The Pillars of Creation may keep standing tall due to the magnetic field within the star-forming region.
For the first time, scientists have made a detailed map of the magnetic field inside the pillars, made famous by an iconic 1995 Hubble Space Telescope image (SN Online: 1/6/15). The data reveal that the field runs along the length of each pillar, perpendicular to the magnetic field outside. This configuration may be slowing the destruction of the columns of gas and dust, astronomer Kate Pattle and colleagues suggest in the June 10 Astrophysical Journal Letters.
Hot ionized gas called plasma surrounds the pillars, located within the Eagle Nebula about 7,000 light-years from Earth. The pressure from that plasma could cause the pillars to pinch in at the middle like an hourglass before breaking up. However, the researchers suggest, the organization of the magnetic field within the pillars could be providing an outward force that resists the plasma’s onslaught, preventing the columns from disintegrating.

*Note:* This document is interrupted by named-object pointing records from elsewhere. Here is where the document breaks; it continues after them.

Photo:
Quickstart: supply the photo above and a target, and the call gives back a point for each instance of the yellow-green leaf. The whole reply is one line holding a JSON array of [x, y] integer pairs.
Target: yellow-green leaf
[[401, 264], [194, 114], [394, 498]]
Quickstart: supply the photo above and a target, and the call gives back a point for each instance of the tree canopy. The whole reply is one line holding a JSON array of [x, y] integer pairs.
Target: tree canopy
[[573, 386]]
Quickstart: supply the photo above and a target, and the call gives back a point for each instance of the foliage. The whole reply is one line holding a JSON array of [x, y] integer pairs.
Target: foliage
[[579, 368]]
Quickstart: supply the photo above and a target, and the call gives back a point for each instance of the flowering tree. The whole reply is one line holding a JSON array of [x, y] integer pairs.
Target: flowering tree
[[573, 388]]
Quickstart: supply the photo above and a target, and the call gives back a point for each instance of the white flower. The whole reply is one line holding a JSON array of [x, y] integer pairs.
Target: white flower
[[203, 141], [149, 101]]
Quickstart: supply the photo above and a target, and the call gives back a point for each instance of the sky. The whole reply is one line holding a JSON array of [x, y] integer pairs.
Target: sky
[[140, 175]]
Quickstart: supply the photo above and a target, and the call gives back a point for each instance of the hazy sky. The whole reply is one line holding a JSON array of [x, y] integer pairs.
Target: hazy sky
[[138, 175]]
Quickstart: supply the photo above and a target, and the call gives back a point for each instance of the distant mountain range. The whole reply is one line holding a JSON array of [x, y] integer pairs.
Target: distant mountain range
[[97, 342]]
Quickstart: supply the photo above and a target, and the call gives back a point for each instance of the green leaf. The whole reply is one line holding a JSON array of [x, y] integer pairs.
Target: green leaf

The team studied light emitted from the pillars, measuring its polarization — the direction of the wiggling of the light’s electromagnetic waves — using the James Clerk Maxwell Telescope in Hawaii. Dust grains within the pillars are aligned with each other due to the magnetic field. These aligned particles emit polarized light, allowing the researchers to trace the direction of the magnetic field at various spots.
“There are few clear measurements of the magnetic fields in objects like pillars,” says Koji Sugitani of Nagoya City University in Japan. To fully understand the formation of such objects, more observations are needed, he says.
Studying objects where stars are born, such as the pillars, could help scientists better understand the role that magnetic fields may play in star formation (SN: 6/9/18, p. 12). “This is really one of the big unanswered questions,” says Pattle, of National Tsing Hua University in Hsinchu, Taiwan. “We just don’t have a very good idea of whether magnetic fields are important and, if they are, what they are doing.”